E allora come valuta il risultato del Pdl?
«Lo ritengo eccellente. Siamo passati dal 35,3% al 33,7%, con un calo di appena l’1,6%, che appare molto confortante se paragonato al dato sulla partecipazione al voto, scesa dal 69,56% di un anno fa al 64%. La differenza è del 5,5%, ma noi abbiamo subito un’erosione di appena un punto e mezzo. C’è da essere molto soddisfatti. Non capisco come alcuni istituti di ricerca, e mi riferisco al Cattaneo di Bologna, possano parlare di crollo del Pdl».

Ma come interpreta l’astensionismo? Non rappresenta un segnale di disaffezione nei confronti dei partiti e in genere del mondo politico?
«Direi di no. E per averne conferma basta considerare quel che accade negli altri Paesi. In Francia e in Gran Bretagna l’astensionismo è molto maggiore e i pochi elettori che vanno alle urne puniscono i partiti al governo, come dimostra la cocente sconfitta di Sarkozy alle Regionali. Eppure in Italia ciò non è avvenuto. Anzi, il centrodestra ha conquistato ben quattro Regioni. Mi sembra un segnale molto confortante, di fiducia nel governo Berlusconi, e in controtendenza rispetto all’Europa. Veniamo da una lunga serie di vittorie e continuiamo a vincere. Non dimentichiamocelo. Mi verrebbe da usare la battuta di Mourinho. Ci criticano, ma poi gli altri zeru tituli...»

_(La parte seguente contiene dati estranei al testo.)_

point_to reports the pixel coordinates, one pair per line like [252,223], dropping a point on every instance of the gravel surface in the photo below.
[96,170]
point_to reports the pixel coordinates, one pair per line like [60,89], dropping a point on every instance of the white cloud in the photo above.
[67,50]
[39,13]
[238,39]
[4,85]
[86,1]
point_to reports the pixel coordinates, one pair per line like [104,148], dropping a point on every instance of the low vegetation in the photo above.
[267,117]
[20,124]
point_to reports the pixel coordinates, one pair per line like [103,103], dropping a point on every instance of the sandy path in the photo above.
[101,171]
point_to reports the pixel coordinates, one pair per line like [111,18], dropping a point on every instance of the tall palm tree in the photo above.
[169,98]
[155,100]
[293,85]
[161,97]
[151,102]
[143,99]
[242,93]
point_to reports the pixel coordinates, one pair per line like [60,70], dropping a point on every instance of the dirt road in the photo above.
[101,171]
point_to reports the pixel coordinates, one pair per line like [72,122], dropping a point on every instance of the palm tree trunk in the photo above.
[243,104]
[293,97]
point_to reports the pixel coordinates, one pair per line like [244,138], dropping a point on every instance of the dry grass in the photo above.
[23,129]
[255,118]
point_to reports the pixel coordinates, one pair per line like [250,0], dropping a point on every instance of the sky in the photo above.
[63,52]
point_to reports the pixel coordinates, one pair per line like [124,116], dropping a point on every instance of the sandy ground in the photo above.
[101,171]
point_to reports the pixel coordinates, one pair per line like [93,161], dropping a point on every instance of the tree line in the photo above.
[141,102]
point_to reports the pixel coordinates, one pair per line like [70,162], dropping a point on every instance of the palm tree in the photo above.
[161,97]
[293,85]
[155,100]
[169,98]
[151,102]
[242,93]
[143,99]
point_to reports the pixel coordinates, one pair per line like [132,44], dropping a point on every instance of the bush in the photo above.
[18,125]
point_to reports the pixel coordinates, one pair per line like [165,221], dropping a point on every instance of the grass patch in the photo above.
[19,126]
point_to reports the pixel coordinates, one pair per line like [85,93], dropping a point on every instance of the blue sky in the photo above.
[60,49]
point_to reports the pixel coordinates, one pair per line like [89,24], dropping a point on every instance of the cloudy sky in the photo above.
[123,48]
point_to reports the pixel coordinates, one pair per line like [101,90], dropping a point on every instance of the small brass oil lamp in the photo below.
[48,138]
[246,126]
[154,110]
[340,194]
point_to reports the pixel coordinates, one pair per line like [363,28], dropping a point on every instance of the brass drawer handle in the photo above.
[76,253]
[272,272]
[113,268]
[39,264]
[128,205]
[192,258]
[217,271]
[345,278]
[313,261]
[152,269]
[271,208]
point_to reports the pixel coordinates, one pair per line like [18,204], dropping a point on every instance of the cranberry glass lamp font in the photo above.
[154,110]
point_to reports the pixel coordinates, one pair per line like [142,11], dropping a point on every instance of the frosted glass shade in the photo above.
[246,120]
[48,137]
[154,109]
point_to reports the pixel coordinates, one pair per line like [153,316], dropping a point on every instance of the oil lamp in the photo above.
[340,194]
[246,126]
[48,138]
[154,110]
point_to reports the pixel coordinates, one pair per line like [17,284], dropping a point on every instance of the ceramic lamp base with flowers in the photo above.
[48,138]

Dunque, per il Pdl nessuna nube all’orizzonte?
«No, perché tradizionalmente l’elettorato moderato, a cui ci rivolgiamo, è motivato dalle grandi consultazioni dal forte significato politico. Tradizionalmente vota più volentieri per Camera e Senato che per le Europee e le Regionali. E infatti quando l’80% degli italiani si reca alle urne i numeri del Pdl sono diversi».

Eppure c’è chi pronostica una crescente rivalità con la Lega. I segnali ci sarebbero già: la sconfitta di Brunetta a Venezia, le pretese sul sindaco di Milano. È preoccupato?
«No, la Lega ha ottenuto un ottimo risultato, ma se analizziamo i voti ricevuti nelle ultime tre elezioni emerge una grande stabilità. Nel 2008 ha ottenuto 2.866.000 preferenze, nel 2009 2.944,000 ora alle Regionali 2.749.000. La Lega è un partito radicato sul territorio, accorto, che conosce bene i suoi simpatizzanti e ha una caratteristica che noi non abbiamo: possiede la capacità di mobilitare e di portare al voto i propri elettori. È una falange. Noi siamo un partito più ampio, articolato, che conta su un grande voto di opinione; dunque abbiamo connotati diversi».

Già, ma continuerete ad andare d’amore e d’accordo?
«Sì, perché l’alleanza Lega-Pdl si fonda su Berlusconi ovvero su una leadership carismatica, riconosciuta dagli stessi leghisti, e che dà successo al Paese e prospettive di cambiamento e di riforme. Il Pdl è l’anima e il motore di questa storia. I successi dei nostri alleati ci fanno molto piacere, ma non cambiano l’orientamento di Berlusconi, che è anche l’autore della vittoria alle Regionali.

Senza nulla togliere a Formigoni, a Cota e alla Polverini, se nelle ultime due settimane il Cavaliere non avesse fatto campagna mettendoci la sua faccia e tutto quello che ha, il risultato molto probabilmente sarebbe stato diverso».